Greg began studying the pipe organ when he was just a small boy from Jeff Nichols. Luckily, the First Methodist Church in Baxter Springs was home to an exquisite pipe organ that had been in the church since 1928. Beth began studying piano with Janet Tash Adams at Goade Music Store in Baxter Springs when she was seven-years old.

“We maintain the tradition of training young people of our community – not just Methodists – in music. And they always come back to us,” said Jack Hemphill, music director of the church since 1971.

The First Methodist Church of Baxter Springs was originally built in 1918, purchasing the organ in 1928.

“The organ is nearly a hundred years old,” stated Denton Lazenby, Lay Leader in the church. “Lightening struck the organ about four years go; it [the organ] has been repaired twice already. We have estimates between $34,000 and $55,000 for the repairs. When you only have about a hundred members in the church, that is quite a lot of money.”

In 1967, it was discovered that the console and the wiring of the classic Henners Pipe Organ were deteriorating and had to be refurbished at a cost of $80,000.

Greg Stoskopf and Beth Stark are passionate about keeping the organ functioning to its full potential. Hosting a benefit concert on Sunday, September 30, at the church, Greg spoke of the needs for the organ and the benefits it has made to the community.

“Playing music is both a hobby and an avocation that Beth and I really enjoy,” Stoskopf stated. “We love to keep it up, and we love to keep the organ running.

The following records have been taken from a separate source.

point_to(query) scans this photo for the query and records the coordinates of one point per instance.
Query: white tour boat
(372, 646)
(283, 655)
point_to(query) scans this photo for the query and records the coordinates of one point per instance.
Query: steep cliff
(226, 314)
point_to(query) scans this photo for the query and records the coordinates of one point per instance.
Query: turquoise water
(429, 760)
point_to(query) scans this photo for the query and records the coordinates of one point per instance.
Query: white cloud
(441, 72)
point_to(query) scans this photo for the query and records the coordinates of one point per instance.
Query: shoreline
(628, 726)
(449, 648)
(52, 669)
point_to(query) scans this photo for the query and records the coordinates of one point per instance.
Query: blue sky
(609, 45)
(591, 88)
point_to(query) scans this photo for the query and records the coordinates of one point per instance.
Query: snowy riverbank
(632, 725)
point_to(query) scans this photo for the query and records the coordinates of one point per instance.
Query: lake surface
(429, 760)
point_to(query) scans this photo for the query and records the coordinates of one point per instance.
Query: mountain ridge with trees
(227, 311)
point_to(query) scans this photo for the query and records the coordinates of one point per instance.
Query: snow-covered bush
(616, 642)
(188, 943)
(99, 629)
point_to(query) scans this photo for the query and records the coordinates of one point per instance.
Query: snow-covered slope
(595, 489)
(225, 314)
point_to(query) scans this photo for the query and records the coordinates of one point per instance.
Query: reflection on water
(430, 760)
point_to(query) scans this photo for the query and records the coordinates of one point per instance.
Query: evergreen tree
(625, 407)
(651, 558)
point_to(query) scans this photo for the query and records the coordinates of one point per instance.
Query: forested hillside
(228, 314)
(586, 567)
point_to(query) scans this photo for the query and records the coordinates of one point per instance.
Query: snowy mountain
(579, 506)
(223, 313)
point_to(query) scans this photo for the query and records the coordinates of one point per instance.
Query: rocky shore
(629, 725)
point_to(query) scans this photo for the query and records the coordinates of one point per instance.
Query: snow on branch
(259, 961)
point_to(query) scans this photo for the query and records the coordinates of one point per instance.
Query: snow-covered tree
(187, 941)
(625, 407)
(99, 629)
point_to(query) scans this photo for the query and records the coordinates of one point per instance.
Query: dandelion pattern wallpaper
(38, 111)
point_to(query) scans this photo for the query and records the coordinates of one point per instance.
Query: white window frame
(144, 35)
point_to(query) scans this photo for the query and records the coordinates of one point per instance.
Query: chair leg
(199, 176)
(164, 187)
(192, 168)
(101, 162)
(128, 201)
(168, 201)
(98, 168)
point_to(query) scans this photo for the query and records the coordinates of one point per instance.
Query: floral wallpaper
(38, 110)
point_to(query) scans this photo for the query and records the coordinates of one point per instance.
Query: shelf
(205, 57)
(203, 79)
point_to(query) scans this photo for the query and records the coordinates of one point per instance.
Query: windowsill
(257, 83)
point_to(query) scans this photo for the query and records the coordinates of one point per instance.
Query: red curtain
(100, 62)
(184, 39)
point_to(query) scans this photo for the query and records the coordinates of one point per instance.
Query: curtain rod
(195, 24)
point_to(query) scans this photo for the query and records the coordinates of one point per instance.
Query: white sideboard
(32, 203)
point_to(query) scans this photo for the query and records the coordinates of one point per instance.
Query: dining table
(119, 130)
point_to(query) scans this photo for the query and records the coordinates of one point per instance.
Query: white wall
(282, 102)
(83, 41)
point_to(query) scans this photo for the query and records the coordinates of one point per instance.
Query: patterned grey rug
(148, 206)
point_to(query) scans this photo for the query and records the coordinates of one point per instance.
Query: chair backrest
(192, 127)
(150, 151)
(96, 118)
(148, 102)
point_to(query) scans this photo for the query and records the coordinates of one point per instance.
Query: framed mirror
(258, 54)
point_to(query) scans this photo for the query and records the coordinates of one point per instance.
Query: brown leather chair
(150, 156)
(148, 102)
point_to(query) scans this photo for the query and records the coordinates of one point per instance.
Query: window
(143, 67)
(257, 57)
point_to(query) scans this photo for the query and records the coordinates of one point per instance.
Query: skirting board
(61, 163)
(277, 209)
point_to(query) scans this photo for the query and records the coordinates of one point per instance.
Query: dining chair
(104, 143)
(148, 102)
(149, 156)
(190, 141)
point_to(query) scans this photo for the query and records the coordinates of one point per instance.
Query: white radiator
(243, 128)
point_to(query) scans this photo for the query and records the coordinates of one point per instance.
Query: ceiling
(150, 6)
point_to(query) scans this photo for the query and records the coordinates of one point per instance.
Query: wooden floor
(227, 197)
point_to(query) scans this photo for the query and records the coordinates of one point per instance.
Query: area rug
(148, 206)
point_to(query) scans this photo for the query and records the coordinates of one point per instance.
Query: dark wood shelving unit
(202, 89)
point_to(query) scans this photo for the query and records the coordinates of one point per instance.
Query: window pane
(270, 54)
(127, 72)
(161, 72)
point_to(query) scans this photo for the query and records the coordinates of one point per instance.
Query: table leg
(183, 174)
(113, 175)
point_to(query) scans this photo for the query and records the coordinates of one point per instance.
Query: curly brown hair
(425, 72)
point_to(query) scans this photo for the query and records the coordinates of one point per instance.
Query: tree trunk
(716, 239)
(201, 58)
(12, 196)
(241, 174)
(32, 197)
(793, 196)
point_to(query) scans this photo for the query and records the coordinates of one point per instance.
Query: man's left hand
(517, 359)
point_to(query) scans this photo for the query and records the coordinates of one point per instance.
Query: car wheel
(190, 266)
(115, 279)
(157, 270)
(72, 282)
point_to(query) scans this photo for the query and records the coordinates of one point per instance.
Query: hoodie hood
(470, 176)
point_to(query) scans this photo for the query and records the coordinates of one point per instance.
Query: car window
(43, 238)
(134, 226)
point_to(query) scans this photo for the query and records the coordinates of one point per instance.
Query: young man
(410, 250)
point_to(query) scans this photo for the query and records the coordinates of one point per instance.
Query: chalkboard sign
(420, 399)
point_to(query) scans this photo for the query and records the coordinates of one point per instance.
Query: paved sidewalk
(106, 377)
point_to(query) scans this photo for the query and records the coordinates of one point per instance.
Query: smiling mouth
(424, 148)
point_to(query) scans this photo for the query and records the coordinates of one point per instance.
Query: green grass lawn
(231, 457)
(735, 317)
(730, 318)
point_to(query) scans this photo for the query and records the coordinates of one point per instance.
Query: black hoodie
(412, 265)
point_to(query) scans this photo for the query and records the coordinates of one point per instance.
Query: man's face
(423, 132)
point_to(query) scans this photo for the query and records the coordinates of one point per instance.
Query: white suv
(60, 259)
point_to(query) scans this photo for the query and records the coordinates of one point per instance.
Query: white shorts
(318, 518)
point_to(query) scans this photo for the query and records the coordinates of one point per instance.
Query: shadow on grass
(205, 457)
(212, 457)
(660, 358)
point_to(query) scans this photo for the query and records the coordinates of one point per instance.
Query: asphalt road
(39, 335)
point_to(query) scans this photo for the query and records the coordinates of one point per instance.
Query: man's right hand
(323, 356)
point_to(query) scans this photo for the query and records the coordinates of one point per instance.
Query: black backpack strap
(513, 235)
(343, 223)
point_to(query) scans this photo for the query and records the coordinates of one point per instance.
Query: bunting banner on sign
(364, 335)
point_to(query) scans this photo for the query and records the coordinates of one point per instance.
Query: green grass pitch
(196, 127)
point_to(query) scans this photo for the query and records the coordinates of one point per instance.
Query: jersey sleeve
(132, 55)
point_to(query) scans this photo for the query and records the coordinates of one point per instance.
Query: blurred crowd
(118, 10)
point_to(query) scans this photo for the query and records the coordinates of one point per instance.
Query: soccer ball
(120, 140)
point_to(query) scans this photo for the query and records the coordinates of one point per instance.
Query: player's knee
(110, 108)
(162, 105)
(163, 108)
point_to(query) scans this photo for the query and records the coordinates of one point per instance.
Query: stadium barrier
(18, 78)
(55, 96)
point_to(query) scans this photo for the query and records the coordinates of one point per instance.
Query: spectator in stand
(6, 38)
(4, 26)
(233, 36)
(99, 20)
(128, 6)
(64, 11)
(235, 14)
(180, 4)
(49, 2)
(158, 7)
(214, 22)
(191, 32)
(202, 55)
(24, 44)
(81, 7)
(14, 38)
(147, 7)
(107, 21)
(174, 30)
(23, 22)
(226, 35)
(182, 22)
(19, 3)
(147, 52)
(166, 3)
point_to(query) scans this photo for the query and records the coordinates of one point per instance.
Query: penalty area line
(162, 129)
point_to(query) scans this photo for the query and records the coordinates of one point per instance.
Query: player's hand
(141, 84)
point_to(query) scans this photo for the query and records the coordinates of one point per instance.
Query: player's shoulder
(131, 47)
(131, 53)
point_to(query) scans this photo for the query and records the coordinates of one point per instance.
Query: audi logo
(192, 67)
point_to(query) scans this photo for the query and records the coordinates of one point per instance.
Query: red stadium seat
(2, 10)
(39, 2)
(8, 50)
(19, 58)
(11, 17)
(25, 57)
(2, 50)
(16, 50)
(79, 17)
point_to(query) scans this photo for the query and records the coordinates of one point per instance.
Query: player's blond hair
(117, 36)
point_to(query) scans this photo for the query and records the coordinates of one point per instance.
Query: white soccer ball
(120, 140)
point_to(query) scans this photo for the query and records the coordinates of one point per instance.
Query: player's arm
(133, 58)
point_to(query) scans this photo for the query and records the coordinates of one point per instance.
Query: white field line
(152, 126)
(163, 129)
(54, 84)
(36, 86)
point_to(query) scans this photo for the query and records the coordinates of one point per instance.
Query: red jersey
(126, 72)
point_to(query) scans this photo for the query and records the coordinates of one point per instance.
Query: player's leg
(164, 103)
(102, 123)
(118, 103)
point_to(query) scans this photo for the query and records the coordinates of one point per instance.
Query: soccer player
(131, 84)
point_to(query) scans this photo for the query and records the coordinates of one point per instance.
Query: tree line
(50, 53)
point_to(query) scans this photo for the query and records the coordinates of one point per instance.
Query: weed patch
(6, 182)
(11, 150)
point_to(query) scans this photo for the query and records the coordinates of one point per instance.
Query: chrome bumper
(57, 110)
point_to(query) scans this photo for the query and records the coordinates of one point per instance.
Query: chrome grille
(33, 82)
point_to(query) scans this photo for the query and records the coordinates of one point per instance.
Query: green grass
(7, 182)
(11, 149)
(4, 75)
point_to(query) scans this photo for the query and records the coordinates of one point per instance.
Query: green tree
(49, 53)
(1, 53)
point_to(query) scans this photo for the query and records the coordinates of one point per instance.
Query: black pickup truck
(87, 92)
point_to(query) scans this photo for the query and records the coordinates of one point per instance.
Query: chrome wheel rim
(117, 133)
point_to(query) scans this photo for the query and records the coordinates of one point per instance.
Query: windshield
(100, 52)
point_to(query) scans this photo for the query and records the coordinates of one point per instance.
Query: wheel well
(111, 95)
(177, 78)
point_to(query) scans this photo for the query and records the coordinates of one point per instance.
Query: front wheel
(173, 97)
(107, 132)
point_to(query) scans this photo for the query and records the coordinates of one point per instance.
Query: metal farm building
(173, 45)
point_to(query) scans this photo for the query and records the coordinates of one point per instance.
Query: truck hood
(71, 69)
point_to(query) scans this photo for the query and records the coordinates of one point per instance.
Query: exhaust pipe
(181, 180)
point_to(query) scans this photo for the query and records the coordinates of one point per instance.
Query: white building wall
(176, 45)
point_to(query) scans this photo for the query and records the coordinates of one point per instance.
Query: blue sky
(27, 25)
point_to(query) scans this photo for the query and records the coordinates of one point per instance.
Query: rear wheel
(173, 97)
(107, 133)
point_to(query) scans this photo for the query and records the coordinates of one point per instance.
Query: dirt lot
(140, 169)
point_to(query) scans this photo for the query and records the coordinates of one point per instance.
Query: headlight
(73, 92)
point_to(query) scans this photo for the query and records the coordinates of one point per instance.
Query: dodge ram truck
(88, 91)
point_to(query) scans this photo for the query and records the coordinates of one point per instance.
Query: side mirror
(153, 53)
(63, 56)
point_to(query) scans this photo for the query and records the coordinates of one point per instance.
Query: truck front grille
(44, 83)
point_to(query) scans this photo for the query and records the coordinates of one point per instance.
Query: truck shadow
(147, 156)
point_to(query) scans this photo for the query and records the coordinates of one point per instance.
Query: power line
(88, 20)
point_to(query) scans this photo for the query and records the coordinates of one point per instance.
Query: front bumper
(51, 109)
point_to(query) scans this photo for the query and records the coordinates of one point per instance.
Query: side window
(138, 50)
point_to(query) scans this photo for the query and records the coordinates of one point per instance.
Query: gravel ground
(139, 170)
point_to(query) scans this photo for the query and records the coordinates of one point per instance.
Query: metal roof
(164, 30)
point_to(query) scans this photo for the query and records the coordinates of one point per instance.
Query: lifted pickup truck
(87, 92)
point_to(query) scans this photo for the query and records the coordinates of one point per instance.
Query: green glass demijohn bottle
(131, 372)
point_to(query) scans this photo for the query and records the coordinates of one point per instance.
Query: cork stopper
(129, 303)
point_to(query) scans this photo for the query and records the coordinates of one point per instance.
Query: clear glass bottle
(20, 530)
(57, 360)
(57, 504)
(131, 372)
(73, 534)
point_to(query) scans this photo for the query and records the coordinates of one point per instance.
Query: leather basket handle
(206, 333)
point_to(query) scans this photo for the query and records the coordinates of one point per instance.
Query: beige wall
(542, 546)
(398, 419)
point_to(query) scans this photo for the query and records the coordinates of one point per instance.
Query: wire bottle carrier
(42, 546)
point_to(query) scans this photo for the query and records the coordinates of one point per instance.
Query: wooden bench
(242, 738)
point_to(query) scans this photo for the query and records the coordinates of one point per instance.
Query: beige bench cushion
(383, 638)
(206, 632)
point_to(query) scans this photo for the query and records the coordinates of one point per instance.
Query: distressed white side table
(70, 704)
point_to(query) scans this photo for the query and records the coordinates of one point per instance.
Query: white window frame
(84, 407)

“Most the the congregation doesn't hear, but when you are actually playing the organ, you find it has a mind of its own. Sometimes it won't play the notes it's supposed to, yet other times it plays notes all on its own that aren't even in the music!”

Stoskopf continued, “As far as the organ goes, we must update its controls, update the internal wiring, and things you just don't see. It's time for some work, and hopefully, we can get it there.”

In an effort to raise funds for the organ restoration, Brad Hemphill, son of Music Director Jack Hemphill, has produced a CD titled “Joys and Concerns,” containing hymns and uplifting musical arrangements. The church also has T-Shirts for sale with “Organ Donor” written on the front. Both the CDs and the T-Shirts are $10 each. All funds will go to rebuild the organ.

Persons wishing to contribute to the refurbishing of the nearly century-old organ may make contributions directly to the church, located at 1310 East Avenue, phone number 620-856-5996. Church office hours are Monday through Thursday from 9 am until noon.

“We are going to keep our music alive through our children,” said Denton Lazenby. “If we can't get it fixed, we're just going to play the organ like it is until it quits.”